Alcohol= The Product
From the standpoint of profitability, alcohol is a perfect product. It is cheap to produce and can be made from renewable resources. Consumers are willing to pay premiums for it in certain marketplaces (read: bars, clubs). In addition, after a relatively short period of time, the user needs to consume more to maintain its effects. But the quality that makes alcohol such a desirable product is that it sells itself. Patrons of the marketplace will readily hand over their cash without coercion in order to consume this wonder product. The bar is a candy store for adults only.
The Bartender= Value-added service provider
The bartender is the classic middle-man (or middle-woman if you’re at Beach Girlz Xtremez in Orange County). They transform a raw good into a more consumable product by adding value to said raw good.
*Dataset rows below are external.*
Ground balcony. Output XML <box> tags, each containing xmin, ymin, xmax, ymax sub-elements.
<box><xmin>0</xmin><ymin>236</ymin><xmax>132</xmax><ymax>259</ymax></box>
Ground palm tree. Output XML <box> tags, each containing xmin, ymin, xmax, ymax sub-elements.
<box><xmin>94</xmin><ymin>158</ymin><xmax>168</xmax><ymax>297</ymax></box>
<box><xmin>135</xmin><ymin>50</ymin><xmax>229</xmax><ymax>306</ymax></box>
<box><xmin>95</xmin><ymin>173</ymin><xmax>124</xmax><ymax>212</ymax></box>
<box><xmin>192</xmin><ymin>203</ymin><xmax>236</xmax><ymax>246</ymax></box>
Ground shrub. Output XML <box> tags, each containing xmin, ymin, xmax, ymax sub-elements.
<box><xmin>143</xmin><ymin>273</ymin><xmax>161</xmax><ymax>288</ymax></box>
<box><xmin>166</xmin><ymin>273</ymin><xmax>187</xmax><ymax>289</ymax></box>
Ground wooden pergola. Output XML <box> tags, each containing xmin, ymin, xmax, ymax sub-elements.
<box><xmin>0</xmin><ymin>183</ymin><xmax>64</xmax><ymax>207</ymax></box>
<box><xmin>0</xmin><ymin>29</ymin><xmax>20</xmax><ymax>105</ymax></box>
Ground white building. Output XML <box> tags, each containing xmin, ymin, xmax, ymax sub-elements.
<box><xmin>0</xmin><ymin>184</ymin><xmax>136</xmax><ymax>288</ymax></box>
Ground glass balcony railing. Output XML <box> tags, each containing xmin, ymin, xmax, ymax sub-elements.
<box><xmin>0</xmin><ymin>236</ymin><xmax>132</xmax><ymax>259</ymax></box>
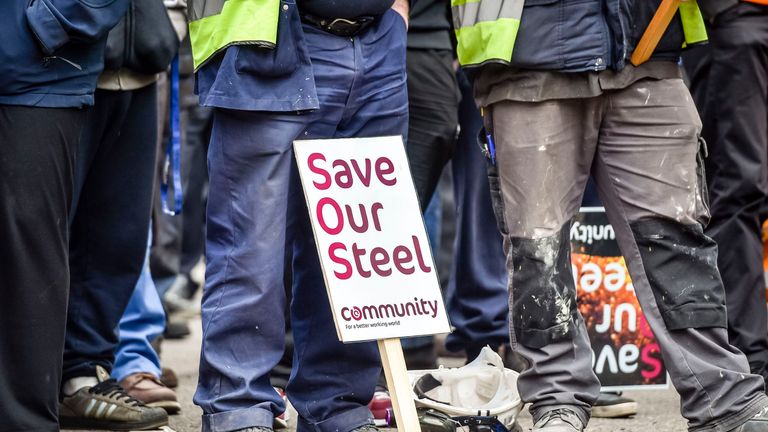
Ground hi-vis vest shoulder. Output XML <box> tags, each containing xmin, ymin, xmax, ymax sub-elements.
<box><xmin>189</xmin><ymin>0</ymin><xmax>280</xmax><ymax>70</ymax></box>
<box><xmin>451</xmin><ymin>0</ymin><xmax>709</xmax><ymax>68</ymax></box>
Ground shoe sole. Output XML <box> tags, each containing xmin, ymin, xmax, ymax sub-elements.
<box><xmin>147</xmin><ymin>400</ymin><xmax>182</xmax><ymax>415</ymax></box>
<box><xmin>60</xmin><ymin>416</ymin><xmax>168</xmax><ymax>430</ymax></box>
<box><xmin>592</xmin><ymin>401</ymin><xmax>638</xmax><ymax>418</ymax></box>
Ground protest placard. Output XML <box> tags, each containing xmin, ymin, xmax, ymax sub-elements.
<box><xmin>294</xmin><ymin>135</ymin><xmax>451</xmax><ymax>431</ymax></box>
<box><xmin>572</xmin><ymin>208</ymin><xmax>669</xmax><ymax>390</ymax></box>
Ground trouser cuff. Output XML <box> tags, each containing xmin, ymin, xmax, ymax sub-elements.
<box><xmin>297</xmin><ymin>406</ymin><xmax>374</xmax><ymax>432</ymax></box>
<box><xmin>690</xmin><ymin>393</ymin><xmax>768</xmax><ymax>432</ymax></box>
<box><xmin>202</xmin><ymin>406</ymin><xmax>273</xmax><ymax>432</ymax></box>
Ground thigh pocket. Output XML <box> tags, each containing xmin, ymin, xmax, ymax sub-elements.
<box><xmin>235</xmin><ymin>0</ymin><xmax>300</xmax><ymax>77</ymax></box>
<box><xmin>487</xmin><ymin>163</ymin><xmax>509</xmax><ymax>236</ymax></box>
<box><xmin>695</xmin><ymin>136</ymin><xmax>711</xmax><ymax>226</ymax></box>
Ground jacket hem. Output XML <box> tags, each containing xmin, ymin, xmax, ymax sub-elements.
<box><xmin>199</xmin><ymin>94</ymin><xmax>319</xmax><ymax>112</ymax></box>
<box><xmin>0</xmin><ymin>93</ymin><xmax>93</xmax><ymax>108</ymax></box>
For example, the bartender unites 1 2/3 oz. of gin and 1/3 oz. dry vermouth into a cocktail glass to make a dry martini. Although the gin and vermouth are valued at a fraction of a dollar when sold separately, combine the two in an overly-crowded, overly-affluent market and you’ve got yourself a $12 cocktail.
The Dive Bar= The Black Market
Free from the restrictions of price controls and with fewer barriers to entry (fake IDs are more readily accepted, the company of less attractive females is permitted, and generally less bling is required to get in), alcohol is traded at a much lower price, and final goods can be acquired cheaply. Don’t expect to find a Grey Goose martini here, but if you don’t mind having a rum and Coke mixed with Albertson’s brand moonshine, you’re in business. Due to the shady nature of most dive bars and a lack of significant regulation, patrons must be aware that these markets are often prone to disruptions and occasional outburts of violence, but they remain competitive for the above reasons.